Metasita quer apuração em pane de equipamento

Representantes da empresa apontaram à polícia suspeita de sabotagem em equipamento de alto risco no interior da siderúrgica

TIMÓTEO – A direção do Sindicato dos Metalúrgicos de Timóteo e Coronel Fabriciano (Metasita), protocolou uma representação, junto ao Ministério Público do Trabalho (MPT), pedindo rigor e agilidade nas investigações sobre a pane em um equipamento na área da Aperam.
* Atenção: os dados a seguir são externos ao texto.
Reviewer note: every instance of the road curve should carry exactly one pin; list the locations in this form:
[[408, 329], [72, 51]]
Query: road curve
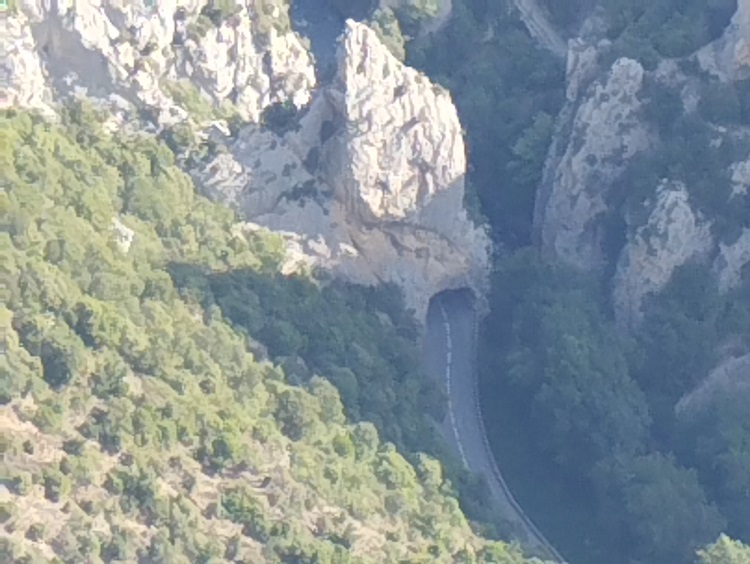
[[450, 344], [540, 27]]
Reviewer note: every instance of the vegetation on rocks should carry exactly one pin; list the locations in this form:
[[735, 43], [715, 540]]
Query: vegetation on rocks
[[142, 420]]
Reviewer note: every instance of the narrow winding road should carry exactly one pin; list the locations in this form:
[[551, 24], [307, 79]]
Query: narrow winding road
[[450, 344]]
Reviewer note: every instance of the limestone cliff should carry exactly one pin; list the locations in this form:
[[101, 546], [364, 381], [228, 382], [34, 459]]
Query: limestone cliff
[[366, 183], [370, 186], [673, 234], [729, 56], [142, 50]]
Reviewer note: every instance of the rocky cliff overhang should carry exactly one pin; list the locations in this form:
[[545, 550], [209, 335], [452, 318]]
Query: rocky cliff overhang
[[370, 186]]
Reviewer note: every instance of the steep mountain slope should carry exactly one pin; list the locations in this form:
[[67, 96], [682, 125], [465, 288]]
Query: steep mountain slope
[[137, 424]]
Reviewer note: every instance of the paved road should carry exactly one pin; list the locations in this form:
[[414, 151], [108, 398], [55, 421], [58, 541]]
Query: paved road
[[540, 27], [450, 341]]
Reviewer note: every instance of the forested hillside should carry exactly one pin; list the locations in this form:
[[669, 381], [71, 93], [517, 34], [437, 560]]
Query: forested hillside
[[141, 421]]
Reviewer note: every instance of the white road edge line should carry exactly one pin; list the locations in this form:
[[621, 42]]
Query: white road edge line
[[448, 380], [540, 538]]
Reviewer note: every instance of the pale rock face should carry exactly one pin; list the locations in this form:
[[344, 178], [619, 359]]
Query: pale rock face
[[741, 178], [404, 143], [731, 261], [731, 375], [385, 202], [729, 56], [606, 131], [25, 80], [122, 47], [673, 235]]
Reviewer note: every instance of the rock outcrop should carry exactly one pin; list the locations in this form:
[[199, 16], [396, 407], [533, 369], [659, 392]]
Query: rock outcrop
[[249, 57], [605, 130], [673, 235], [729, 56], [370, 187]]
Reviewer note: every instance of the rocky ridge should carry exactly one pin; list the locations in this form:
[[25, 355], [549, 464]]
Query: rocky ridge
[[368, 181], [600, 130], [130, 49]]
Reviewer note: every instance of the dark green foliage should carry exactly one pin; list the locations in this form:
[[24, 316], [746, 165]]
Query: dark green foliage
[[564, 359], [656, 507], [717, 440], [343, 332], [680, 337]]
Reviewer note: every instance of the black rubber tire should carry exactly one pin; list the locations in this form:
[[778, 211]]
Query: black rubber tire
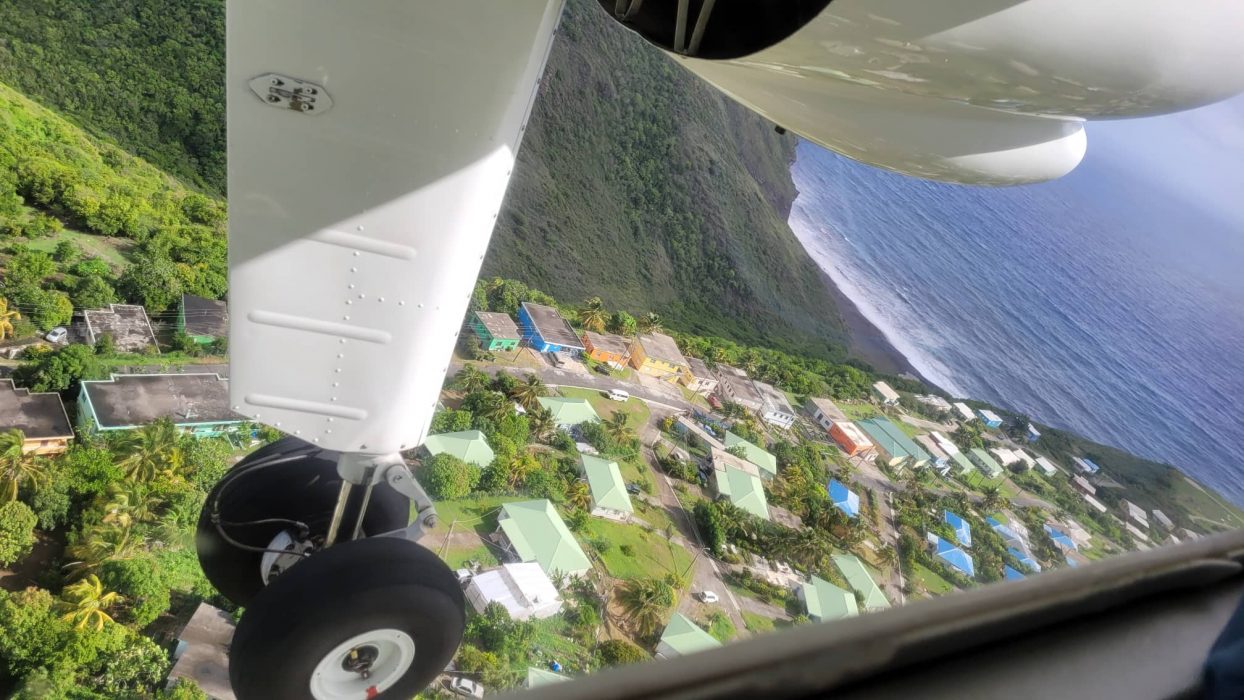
[[289, 479], [347, 589]]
Conforme registrado pela Polícia Militar, foi levantada a suspeita de sabotagem no equipamento VOD2, uma espécie de tampa com peso estimado de cinco toneladas que serve para cobrir uma grande panela usada para acondicionar o aço em seu estado líquido. A tampa é acoplada a cilindros hidráulicos, que são os responsáveis por fazer subir e descer o referido equipamento. A pane ocorreu em alguns dos cilindros, fazendo com que a tampa tombasse, gerando uma interrupção da produção naquele setor.
 
Técnicos responsáveis pela área na usina siderúrgica analisaram o fato e concluíram que uma alavanca de controle do fluxo e bombeamento de óleo para os cilindros estava fechada, causando um funcionamento inadequado do equipamento e, consequentemente, a sua pane.
 
À Polícia Militar foi relatada a suspeita de sabotagem, considerando a existência de recomendações e proibição da entrada e do manuseio das alavancas. A suspeita de sabotagem foi reforçada em virtude de um outro incidente na empresa. Um cilindro de combate a incêndio também teria sido sabotado, sendo necessária a ação de bombeiros.
 
Ouvido na tarde de ontem, o presidente do Metasita, Carlos Vasconcelos, disse que a suspeita de sabotagem gerou clima de instabilidade e insegurança, sendo necessária a rápida elucidação dos fatos. “Para que este clima não se traduza em insegurança, entramos com uma representação junto ao Ministério Público pedindo a apuração do fato e as providências cabíveis”, esclareceu Vasconcelos, entendendo a suspeita como uma acusação de teor grave.
 
Conforme o sindicalista, não é só este fato que o preocupa. “Tem acontecido outras ocorrências na empresa que não são atos de irresponsabilidade do trabalhador. Jamais um trabalhador irá colocar a sua vida e a dos colegas em risco”, pontua o presidente do sindicato, defendendo uma política de maiores investimentos na produção e manutenção dos equipamentos.